Closed joinr closed 5 years ago
Note: it's sufficient, when using a newer version of spark (like 2.3.1), to replace the spark dependencies from the version in the README with the current version you're running:
:dependencies
[[hcadatalab/powderkeg "0.5.1"]
[com.esotericsoftware/kryo-shaded "4.0.0"]
;; For Spark 2.x (2.3.1) support
[org.apache.spark/spark-core_2.11 "2.3.1"]
[org.apache.spark/spark-streaming_2.11 "2.3.1"]]
Disclaimer: I'm new to spark, and setup my environment on an amazon ec2 instance (running as a stand-alone cluster on localhost) following this guide . I initially installed the most recent spark (from official site, using current version), then immediately had problems running on the cluster.
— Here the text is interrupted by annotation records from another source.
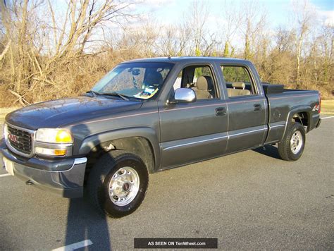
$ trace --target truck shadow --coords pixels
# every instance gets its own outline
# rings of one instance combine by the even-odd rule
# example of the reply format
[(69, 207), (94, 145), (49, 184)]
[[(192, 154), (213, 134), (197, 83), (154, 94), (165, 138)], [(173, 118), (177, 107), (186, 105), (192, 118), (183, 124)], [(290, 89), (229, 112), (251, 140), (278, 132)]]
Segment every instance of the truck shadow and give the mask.
[(85, 199), (70, 199), (65, 245), (85, 240), (93, 243), (85, 250), (111, 250), (106, 217), (98, 214)]
[(277, 147), (273, 145), (266, 145), (264, 147), (254, 149), (253, 151), (272, 158), (281, 159), (280, 155), (278, 154), (278, 150)]

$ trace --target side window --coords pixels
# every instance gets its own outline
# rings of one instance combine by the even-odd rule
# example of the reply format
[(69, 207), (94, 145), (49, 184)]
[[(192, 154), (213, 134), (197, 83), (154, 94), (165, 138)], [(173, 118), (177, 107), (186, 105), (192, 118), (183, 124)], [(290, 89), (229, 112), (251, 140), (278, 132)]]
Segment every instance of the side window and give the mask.
[(208, 66), (187, 66), (178, 74), (173, 85), (178, 88), (191, 88), (197, 100), (217, 97), (217, 91), (211, 70)]
[(248, 71), (243, 66), (221, 66), (228, 97), (256, 94)]

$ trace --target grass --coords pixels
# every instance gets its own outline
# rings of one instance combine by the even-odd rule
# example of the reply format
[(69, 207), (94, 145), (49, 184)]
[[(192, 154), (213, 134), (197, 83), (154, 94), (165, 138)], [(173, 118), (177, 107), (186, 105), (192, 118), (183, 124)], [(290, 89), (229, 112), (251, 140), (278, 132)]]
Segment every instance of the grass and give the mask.
[(321, 114), (334, 114), (334, 99), (321, 101)]

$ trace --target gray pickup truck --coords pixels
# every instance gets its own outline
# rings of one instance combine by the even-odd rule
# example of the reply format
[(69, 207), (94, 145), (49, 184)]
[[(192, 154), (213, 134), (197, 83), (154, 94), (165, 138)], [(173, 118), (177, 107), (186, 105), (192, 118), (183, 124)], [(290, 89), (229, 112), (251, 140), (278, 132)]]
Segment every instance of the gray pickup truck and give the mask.
[(143, 201), (149, 173), (276, 143), (298, 159), (320, 106), (317, 91), (262, 83), (248, 61), (138, 59), (82, 96), (8, 114), (0, 159), (27, 185), (85, 194), (120, 217)]

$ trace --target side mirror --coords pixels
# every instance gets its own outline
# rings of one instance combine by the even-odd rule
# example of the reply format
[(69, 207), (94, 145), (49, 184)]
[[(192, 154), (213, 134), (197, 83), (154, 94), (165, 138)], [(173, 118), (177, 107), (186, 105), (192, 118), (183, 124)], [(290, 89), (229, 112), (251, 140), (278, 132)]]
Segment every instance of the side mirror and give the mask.
[(191, 103), (196, 101), (196, 94), (192, 89), (190, 88), (178, 88), (176, 89), (174, 98), (170, 103)]

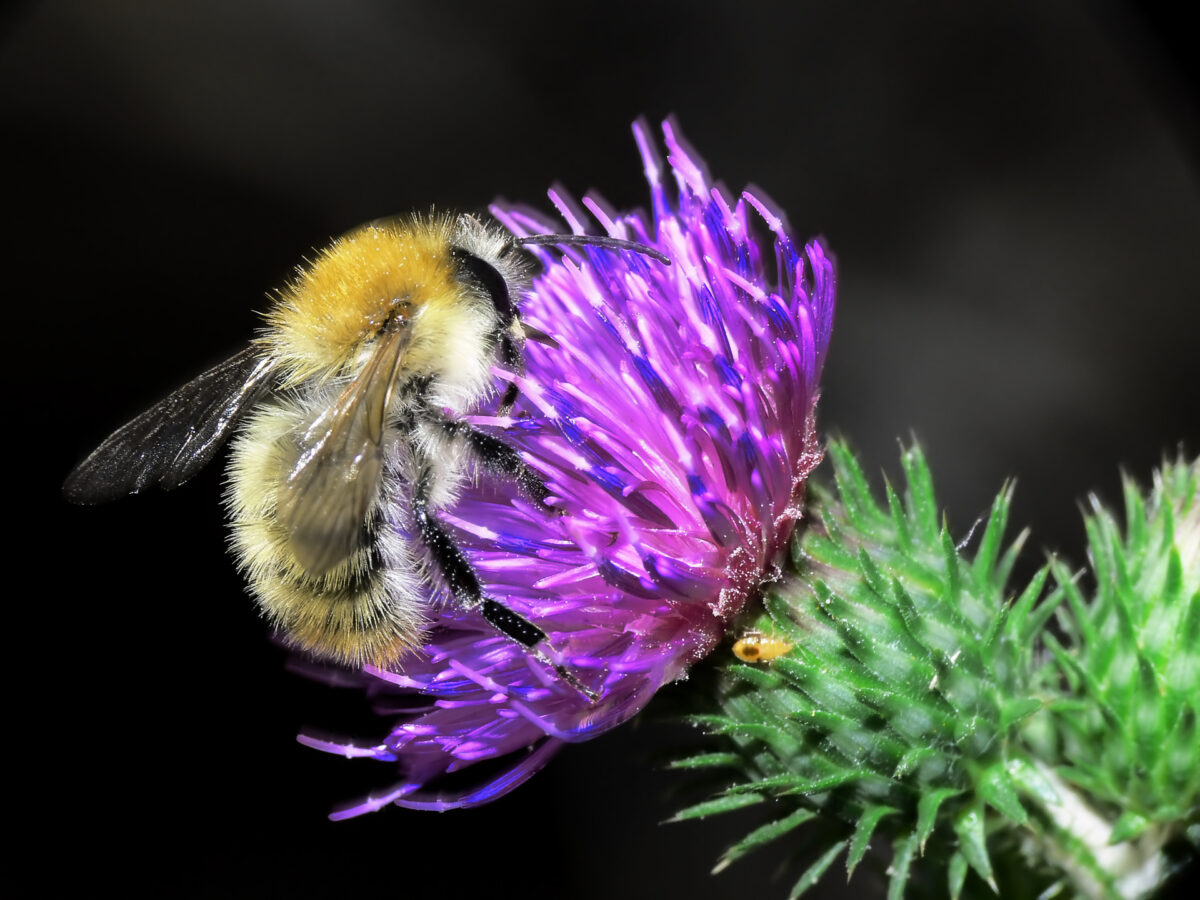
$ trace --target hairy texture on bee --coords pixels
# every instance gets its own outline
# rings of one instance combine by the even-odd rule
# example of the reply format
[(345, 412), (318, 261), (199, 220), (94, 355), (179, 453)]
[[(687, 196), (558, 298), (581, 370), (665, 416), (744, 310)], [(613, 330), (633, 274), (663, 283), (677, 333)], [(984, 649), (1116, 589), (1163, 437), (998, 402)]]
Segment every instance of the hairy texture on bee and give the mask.
[(427, 576), (389, 522), (395, 510), (384, 510), (403, 490), (396, 474), (403, 446), (394, 440), (385, 449), (383, 486), (358, 548), (330, 571), (310, 575), (277, 511), (312, 407), (278, 398), (256, 410), (234, 440), (226, 493), (230, 544), (259, 608), (290, 644), (352, 666), (386, 666), (421, 644), (426, 625)]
Oddly enough, spark-submit worked fine, but going via the repl, reproducing the examples in the readme, keg/connect! kept bombing with timeouts, failing to connect to master, with this error during spark context creation:
"18/07/30 23:26:57 ERROR SparkContext: Error initializing SparkContext. java.lang.IllegalArgumentException: requirement failed: Can only call getServletHandlers on a running MetricsSystem"
After messing around with the firewall options, using precise ip's versus hostname, etc. I backtracked and got the 2.1 spark installed. Everything worked fine.
[edit] I realize ex-post facto that Spark 2.1 is limited as supported in the top of the readme; dunno how I missed that :) For newbs starting out, building a stand-alone local cluster to run the examples, you have to get spark 2.1 exactly from the spark downloads (there's a selector for older releases). Note: 2.1 is about 2 years old at this point.
Are there any plans to work with 2.3? I think it's just the dependencies that need to be updated...